The downsizer contribution rules allow people to make a one-off after-tax contribution to super of up to $300,000 from the proceeds of selling their home they have held for at least 10 years. Under the rules, both members of a couple can make downsizer contributions for the same home and the contributions do not count towards a member’s non-concessional contribution cap.

This measure is proposed to have effect from the start of the first financial year after the enabling legislation receives Royal Assent. The Government has stated that it expects this to occur prior to 1 July 2022.

  • First Home Super Saver Scheme – increasing the maximum releasable amount to $50,000 – Expected to be 1 July 2022

The Government has announced it will increase the maximum releasable amount for the First Home Super Saver Scheme (FHSSS) from $30,000 to $50,000.

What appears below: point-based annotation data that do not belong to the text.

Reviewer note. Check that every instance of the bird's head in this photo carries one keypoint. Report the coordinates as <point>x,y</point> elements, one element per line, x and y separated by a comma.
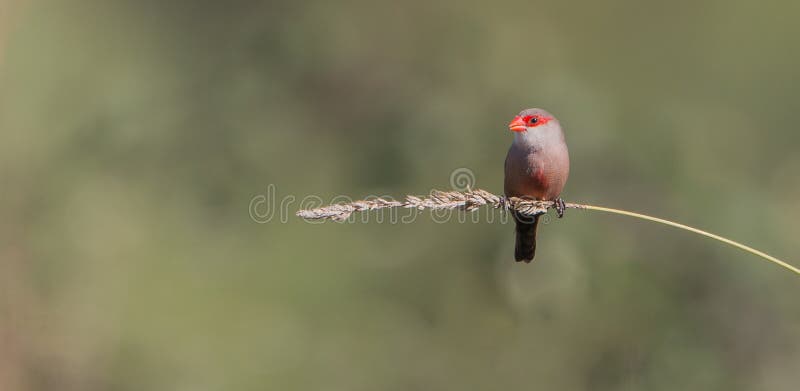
<point>530,119</point>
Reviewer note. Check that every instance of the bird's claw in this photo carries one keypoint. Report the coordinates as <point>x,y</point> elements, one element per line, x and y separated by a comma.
<point>560,207</point>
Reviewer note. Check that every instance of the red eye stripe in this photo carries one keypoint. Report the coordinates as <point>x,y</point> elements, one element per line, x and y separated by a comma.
<point>539,120</point>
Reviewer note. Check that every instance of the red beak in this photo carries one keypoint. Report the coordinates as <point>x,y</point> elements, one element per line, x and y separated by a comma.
<point>517,124</point>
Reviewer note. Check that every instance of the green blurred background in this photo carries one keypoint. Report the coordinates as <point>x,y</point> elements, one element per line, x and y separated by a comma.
<point>134,135</point>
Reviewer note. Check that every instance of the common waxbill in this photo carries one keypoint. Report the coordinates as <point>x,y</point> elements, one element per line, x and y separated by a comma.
<point>537,166</point>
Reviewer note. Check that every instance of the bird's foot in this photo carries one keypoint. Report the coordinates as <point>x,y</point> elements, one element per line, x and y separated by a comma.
<point>560,206</point>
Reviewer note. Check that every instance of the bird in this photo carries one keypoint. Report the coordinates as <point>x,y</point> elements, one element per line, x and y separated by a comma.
<point>536,167</point>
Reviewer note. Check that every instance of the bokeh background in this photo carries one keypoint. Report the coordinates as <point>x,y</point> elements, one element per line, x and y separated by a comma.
<point>134,135</point>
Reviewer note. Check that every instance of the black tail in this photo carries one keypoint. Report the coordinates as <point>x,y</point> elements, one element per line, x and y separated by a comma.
<point>525,248</point>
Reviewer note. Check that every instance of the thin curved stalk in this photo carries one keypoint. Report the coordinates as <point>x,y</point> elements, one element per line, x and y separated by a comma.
<point>697,231</point>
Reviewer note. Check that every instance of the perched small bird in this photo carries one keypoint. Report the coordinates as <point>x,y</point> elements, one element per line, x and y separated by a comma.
<point>537,167</point>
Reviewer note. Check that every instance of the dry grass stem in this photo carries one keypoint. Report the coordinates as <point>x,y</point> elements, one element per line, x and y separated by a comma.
<point>468,200</point>
<point>472,199</point>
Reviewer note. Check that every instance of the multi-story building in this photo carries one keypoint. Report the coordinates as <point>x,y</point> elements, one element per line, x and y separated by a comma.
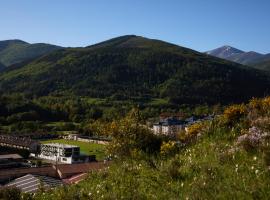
<point>60,153</point>
<point>169,126</point>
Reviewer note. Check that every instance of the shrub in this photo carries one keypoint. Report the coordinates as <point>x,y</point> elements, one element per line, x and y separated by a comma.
<point>234,113</point>
<point>168,148</point>
<point>10,194</point>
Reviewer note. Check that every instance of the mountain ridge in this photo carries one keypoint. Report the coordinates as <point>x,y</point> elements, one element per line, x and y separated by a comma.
<point>136,67</point>
<point>235,55</point>
<point>15,51</point>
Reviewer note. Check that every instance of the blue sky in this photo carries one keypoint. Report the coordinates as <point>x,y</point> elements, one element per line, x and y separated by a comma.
<point>197,24</point>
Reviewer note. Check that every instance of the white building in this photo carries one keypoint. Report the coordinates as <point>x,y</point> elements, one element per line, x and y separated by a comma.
<point>169,127</point>
<point>62,153</point>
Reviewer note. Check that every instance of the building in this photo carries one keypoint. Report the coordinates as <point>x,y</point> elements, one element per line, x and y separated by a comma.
<point>62,153</point>
<point>33,183</point>
<point>66,171</point>
<point>19,143</point>
<point>168,126</point>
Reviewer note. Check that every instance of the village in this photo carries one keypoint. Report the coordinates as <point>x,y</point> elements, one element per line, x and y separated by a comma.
<point>54,162</point>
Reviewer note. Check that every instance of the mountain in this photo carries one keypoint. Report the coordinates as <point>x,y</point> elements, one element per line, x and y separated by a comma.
<point>245,58</point>
<point>224,52</point>
<point>263,64</point>
<point>136,67</point>
<point>236,55</point>
<point>15,51</point>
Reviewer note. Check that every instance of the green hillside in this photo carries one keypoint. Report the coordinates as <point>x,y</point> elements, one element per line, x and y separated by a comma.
<point>226,158</point>
<point>265,65</point>
<point>15,51</point>
<point>135,67</point>
<point>2,66</point>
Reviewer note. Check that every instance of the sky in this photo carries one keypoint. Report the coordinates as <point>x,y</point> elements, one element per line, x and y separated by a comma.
<point>197,24</point>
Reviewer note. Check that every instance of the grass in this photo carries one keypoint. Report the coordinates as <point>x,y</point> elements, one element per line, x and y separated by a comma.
<point>86,148</point>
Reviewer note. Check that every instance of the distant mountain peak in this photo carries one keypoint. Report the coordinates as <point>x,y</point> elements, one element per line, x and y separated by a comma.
<point>232,54</point>
<point>224,52</point>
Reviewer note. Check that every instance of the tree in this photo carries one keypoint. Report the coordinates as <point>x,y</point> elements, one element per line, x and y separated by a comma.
<point>129,136</point>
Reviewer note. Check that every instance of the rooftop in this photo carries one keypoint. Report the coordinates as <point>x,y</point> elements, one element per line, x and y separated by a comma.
<point>11,156</point>
<point>31,183</point>
<point>61,145</point>
<point>170,122</point>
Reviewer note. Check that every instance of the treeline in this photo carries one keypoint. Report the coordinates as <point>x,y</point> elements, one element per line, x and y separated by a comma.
<point>141,69</point>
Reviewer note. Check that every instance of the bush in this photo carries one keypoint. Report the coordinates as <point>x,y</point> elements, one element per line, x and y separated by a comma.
<point>234,113</point>
<point>10,194</point>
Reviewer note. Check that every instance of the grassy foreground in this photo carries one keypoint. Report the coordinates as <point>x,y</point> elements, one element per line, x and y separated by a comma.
<point>86,148</point>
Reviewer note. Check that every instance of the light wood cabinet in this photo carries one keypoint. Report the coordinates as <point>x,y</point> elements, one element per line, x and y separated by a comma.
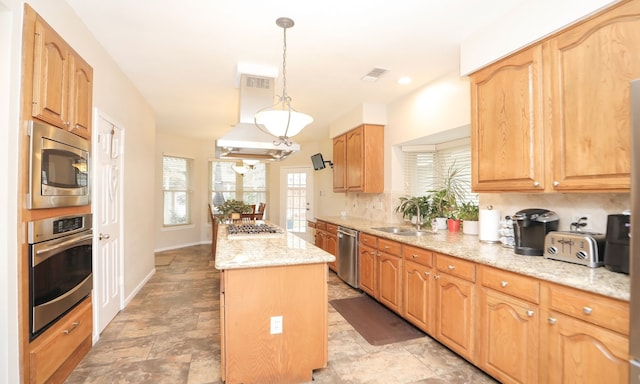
<point>584,337</point>
<point>589,70</point>
<point>507,149</point>
<point>250,351</point>
<point>62,83</point>
<point>455,305</point>
<point>55,353</point>
<point>554,117</point>
<point>509,326</point>
<point>359,160</point>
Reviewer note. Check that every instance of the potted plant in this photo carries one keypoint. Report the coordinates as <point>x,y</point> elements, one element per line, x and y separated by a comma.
<point>445,199</point>
<point>469,213</point>
<point>409,208</point>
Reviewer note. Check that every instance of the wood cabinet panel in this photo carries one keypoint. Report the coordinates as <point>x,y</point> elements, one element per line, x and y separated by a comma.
<point>507,151</point>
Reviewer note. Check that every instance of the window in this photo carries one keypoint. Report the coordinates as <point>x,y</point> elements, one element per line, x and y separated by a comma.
<point>225,183</point>
<point>176,179</point>
<point>424,167</point>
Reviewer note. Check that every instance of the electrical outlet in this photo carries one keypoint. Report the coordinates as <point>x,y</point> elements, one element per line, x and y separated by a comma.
<point>276,325</point>
<point>586,219</point>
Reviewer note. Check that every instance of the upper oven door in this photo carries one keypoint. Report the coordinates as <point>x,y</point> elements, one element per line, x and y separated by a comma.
<point>58,168</point>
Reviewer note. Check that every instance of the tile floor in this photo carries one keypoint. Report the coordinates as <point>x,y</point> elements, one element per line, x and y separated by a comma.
<point>170,333</point>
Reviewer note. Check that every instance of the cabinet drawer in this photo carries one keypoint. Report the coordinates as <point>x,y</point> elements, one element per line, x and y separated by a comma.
<point>599,310</point>
<point>60,342</point>
<point>417,255</point>
<point>321,225</point>
<point>511,283</point>
<point>390,247</point>
<point>368,240</point>
<point>456,267</point>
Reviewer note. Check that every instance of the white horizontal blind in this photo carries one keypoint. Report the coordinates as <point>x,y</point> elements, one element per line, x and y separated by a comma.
<point>423,171</point>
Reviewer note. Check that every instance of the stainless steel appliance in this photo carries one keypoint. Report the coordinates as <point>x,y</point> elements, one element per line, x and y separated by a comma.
<point>58,168</point>
<point>634,329</point>
<point>60,267</point>
<point>530,226</point>
<point>585,248</point>
<point>348,256</point>
<point>616,252</point>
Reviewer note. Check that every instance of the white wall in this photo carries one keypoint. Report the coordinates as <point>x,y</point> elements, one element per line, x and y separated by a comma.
<point>115,96</point>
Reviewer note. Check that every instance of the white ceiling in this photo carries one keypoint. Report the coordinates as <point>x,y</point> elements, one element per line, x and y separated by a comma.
<point>183,55</point>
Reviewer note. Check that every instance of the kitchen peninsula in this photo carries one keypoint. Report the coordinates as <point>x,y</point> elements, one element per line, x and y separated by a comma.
<point>273,307</point>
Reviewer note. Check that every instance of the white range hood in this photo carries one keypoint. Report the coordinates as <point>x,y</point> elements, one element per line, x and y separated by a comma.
<point>246,140</point>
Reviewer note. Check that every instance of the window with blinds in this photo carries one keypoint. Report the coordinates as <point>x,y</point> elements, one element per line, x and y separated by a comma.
<point>176,179</point>
<point>425,166</point>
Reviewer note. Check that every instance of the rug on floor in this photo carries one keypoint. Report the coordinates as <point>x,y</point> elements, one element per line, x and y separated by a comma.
<point>377,324</point>
<point>164,260</point>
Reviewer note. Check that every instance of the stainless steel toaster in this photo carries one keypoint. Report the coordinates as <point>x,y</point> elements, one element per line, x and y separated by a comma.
<point>586,248</point>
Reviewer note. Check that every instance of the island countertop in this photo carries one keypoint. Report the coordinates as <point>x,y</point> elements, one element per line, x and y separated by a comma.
<point>270,251</point>
<point>468,247</point>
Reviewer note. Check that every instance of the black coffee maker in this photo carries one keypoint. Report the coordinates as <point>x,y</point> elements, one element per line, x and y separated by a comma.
<point>616,246</point>
<point>530,226</point>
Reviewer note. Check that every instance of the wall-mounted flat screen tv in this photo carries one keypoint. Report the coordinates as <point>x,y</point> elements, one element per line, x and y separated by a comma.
<point>318,161</point>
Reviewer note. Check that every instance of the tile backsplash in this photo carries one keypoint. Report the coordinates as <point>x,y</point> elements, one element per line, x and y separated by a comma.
<point>596,206</point>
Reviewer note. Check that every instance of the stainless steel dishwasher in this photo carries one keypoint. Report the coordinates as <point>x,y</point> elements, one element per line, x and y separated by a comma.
<point>348,256</point>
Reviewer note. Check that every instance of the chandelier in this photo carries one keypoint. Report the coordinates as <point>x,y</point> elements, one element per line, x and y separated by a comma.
<point>281,120</point>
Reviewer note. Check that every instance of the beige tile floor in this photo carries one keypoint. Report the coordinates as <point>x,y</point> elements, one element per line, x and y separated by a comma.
<point>170,333</point>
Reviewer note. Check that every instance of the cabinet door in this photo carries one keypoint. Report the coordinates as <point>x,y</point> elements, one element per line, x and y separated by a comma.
<point>331,246</point>
<point>340,163</point>
<point>80,97</point>
<point>368,270</point>
<point>455,302</point>
<point>590,69</point>
<point>355,159</point>
<point>50,77</point>
<point>508,338</point>
<point>418,295</point>
<point>580,352</point>
<point>390,281</point>
<point>507,124</point>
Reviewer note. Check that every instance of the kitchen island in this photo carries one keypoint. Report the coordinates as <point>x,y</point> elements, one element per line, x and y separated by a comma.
<point>273,308</point>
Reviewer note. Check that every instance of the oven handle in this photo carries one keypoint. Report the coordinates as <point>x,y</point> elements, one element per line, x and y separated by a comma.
<point>44,253</point>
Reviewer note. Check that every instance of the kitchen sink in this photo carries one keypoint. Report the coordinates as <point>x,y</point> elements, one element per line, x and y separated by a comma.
<point>401,231</point>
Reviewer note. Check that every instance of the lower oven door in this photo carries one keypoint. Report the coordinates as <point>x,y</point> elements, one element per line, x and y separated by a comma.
<point>60,277</point>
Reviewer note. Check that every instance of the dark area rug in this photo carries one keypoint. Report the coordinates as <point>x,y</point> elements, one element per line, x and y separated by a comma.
<point>377,324</point>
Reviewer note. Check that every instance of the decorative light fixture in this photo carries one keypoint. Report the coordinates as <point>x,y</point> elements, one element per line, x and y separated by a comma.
<point>281,120</point>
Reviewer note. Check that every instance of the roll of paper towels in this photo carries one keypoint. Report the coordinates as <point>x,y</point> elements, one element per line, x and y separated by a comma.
<point>489,225</point>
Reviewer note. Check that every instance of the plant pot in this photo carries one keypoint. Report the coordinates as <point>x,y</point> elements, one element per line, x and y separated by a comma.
<point>470,227</point>
<point>441,222</point>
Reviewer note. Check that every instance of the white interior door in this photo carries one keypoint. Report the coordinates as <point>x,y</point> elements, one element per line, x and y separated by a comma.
<point>107,213</point>
<point>296,204</point>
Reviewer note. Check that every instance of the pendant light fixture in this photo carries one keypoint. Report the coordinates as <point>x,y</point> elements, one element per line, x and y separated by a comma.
<point>281,120</point>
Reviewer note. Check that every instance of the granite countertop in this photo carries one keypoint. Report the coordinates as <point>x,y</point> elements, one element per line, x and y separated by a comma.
<point>287,249</point>
<point>597,280</point>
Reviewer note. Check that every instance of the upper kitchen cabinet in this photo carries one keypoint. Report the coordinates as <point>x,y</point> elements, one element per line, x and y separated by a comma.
<point>62,83</point>
<point>359,160</point>
<point>554,117</point>
<point>590,67</point>
<point>507,124</point>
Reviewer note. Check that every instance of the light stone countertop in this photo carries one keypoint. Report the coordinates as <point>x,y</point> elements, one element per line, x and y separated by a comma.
<point>468,247</point>
<point>256,252</point>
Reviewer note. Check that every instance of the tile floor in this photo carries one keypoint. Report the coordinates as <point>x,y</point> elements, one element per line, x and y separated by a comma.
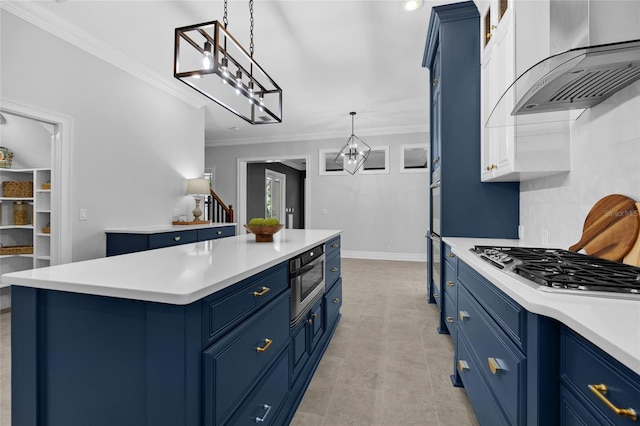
<point>386,364</point>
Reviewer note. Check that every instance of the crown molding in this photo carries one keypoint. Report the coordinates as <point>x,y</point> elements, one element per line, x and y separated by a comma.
<point>382,131</point>
<point>45,20</point>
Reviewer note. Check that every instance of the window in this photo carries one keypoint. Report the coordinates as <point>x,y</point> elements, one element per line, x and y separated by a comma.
<point>414,158</point>
<point>377,162</point>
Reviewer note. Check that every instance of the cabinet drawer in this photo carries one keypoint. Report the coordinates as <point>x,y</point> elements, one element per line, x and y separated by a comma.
<point>501,364</point>
<point>333,302</point>
<point>332,247</point>
<point>448,256</point>
<point>167,239</point>
<point>449,315</point>
<point>485,406</point>
<point>332,270</point>
<point>265,402</point>
<point>583,364</point>
<point>228,307</point>
<point>233,365</point>
<point>504,311</point>
<point>449,281</point>
<point>214,233</point>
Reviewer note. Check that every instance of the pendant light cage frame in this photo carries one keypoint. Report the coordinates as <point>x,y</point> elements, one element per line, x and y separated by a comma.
<point>354,153</point>
<point>210,60</point>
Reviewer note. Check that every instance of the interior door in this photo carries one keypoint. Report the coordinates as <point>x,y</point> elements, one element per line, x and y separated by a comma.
<point>275,195</point>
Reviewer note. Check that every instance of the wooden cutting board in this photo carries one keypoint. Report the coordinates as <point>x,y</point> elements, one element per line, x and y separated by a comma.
<point>610,229</point>
<point>633,257</point>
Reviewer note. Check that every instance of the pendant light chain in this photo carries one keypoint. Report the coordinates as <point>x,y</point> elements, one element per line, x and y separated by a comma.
<point>251,27</point>
<point>225,21</point>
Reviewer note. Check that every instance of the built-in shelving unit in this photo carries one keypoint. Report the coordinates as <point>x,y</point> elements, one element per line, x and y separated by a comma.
<point>37,231</point>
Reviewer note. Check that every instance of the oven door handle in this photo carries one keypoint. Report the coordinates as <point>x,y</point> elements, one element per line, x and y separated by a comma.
<point>306,268</point>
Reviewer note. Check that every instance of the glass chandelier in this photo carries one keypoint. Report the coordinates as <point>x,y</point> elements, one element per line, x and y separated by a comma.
<point>355,152</point>
<point>210,60</point>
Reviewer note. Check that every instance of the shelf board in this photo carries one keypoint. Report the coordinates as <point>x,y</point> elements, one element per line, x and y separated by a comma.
<point>16,226</point>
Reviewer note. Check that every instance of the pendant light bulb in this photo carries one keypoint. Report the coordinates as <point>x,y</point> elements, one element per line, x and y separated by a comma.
<point>207,59</point>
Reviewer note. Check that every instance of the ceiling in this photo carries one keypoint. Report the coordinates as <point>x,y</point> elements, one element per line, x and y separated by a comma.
<point>329,57</point>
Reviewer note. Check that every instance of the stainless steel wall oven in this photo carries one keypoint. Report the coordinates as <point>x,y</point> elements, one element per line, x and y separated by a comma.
<point>306,280</point>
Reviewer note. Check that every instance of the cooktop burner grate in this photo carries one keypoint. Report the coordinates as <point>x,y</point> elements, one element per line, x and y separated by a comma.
<point>563,269</point>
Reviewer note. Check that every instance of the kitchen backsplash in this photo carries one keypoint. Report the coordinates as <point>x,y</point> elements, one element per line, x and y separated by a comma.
<point>605,159</point>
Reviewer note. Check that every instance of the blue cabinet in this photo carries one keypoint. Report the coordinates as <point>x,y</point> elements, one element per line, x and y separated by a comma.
<point>229,358</point>
<point>461,205</point>
<point>506,357</point>
<point>588,377</point>
<point>122,243</point>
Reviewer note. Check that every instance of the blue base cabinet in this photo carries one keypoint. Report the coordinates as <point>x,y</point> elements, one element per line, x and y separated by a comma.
<point>584,368</point>
<point>505,357</point>
<point>231,358</point>
<point>122,243</point>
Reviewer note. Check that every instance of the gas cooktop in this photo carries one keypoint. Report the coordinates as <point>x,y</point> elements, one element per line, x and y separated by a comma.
<point>552,269</point>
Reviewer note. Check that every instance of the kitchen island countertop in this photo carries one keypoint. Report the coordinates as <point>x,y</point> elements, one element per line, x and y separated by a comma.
<point>176,275</point>
<point>611,324</point>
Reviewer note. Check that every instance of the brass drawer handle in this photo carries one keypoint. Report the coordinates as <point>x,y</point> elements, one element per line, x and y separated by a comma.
<point>267,343</point>
<point>262,292</point>
<point>600,390</point>
<point>494,365</point>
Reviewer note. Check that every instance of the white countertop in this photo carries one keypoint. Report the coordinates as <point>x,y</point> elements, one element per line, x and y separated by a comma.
<point>154,229</point>
<point>177,275</point>
<point>611,324</point>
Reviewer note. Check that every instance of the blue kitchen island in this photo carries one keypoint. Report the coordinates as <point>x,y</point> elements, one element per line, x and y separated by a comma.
<point>197,334</point>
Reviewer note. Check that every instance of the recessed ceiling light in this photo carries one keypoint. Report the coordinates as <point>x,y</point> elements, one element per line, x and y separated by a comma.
<point>413,4</point>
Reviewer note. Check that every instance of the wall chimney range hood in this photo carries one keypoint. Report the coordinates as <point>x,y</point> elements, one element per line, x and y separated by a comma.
<point>594,51</point>
<point>575,79</point>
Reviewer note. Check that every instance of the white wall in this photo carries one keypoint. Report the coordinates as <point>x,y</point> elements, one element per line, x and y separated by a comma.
<point>605,159</point>
<point>133,145</point>
<point>382,216</point>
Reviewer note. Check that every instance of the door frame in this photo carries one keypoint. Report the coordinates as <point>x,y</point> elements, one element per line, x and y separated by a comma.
<point>241,210</point>
<point>61,242</point>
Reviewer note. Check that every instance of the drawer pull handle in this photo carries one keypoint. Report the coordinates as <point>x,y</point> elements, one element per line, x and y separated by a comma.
<point>262,292</point>
<point>600,391</point>
<point>494,365</point>
<point>267,343</point>
<point>261,419</point>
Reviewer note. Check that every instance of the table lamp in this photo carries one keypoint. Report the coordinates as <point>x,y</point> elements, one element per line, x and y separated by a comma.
<point>198,188</point>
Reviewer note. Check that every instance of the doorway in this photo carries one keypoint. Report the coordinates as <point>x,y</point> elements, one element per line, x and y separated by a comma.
<point>251,188</point>
<point>275,194</point>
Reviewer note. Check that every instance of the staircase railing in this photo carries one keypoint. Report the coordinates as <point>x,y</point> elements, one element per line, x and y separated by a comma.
<point>217,210</point>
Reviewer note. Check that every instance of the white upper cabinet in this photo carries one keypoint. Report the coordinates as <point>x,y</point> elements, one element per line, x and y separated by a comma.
<point>515,36</point>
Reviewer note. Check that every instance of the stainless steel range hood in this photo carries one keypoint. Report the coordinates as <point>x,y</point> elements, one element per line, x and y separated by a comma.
<point>561,86</point>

Under the existing FHSSS rules, an eligible person can only apply to have up to $30,000 of their eligible (voluntary) contributions, plus a deemed earnings amount, released from super to purchase their first home.

This measure is proposed to have effect from the start of the first financial year after the enabling legislation receives Royal Assent. The Government has stated that it expects this to occur prior to 1 July 2022.

  • Removing the $450 per month minimum superannuation guarantee threshold – expected to be 1 July 2022

The Government has announced it intends to remove the $450 per month minimum superannuation guarantee (SG) income threshold.
Under the current rules, an employer is not required to pay superannuation guarantee contributions for an employee who earns less than $450 per month.

This measure is proposed to have effect from the start of the first financial year after the enabling legislation receives Royal Assent. The Government has stated that it expects this to occur prior to 1 July 2022.

  • Complying pension and annuity conversions – Effective first financial year following Royal Assent

The Government has announced people with certain complying income stream products will be given a two-year window to commute and transfer the capital supporting their income stream (including any reserves) back into a superannuation account in the accumulation phase. The member can then decide whether to commence a new account based pension, take a lump sum benefit or retain the balance in the accumulation account.

The income streams affected by this measure include market-linked income streams (otherwise known as Term Allocated Pensions).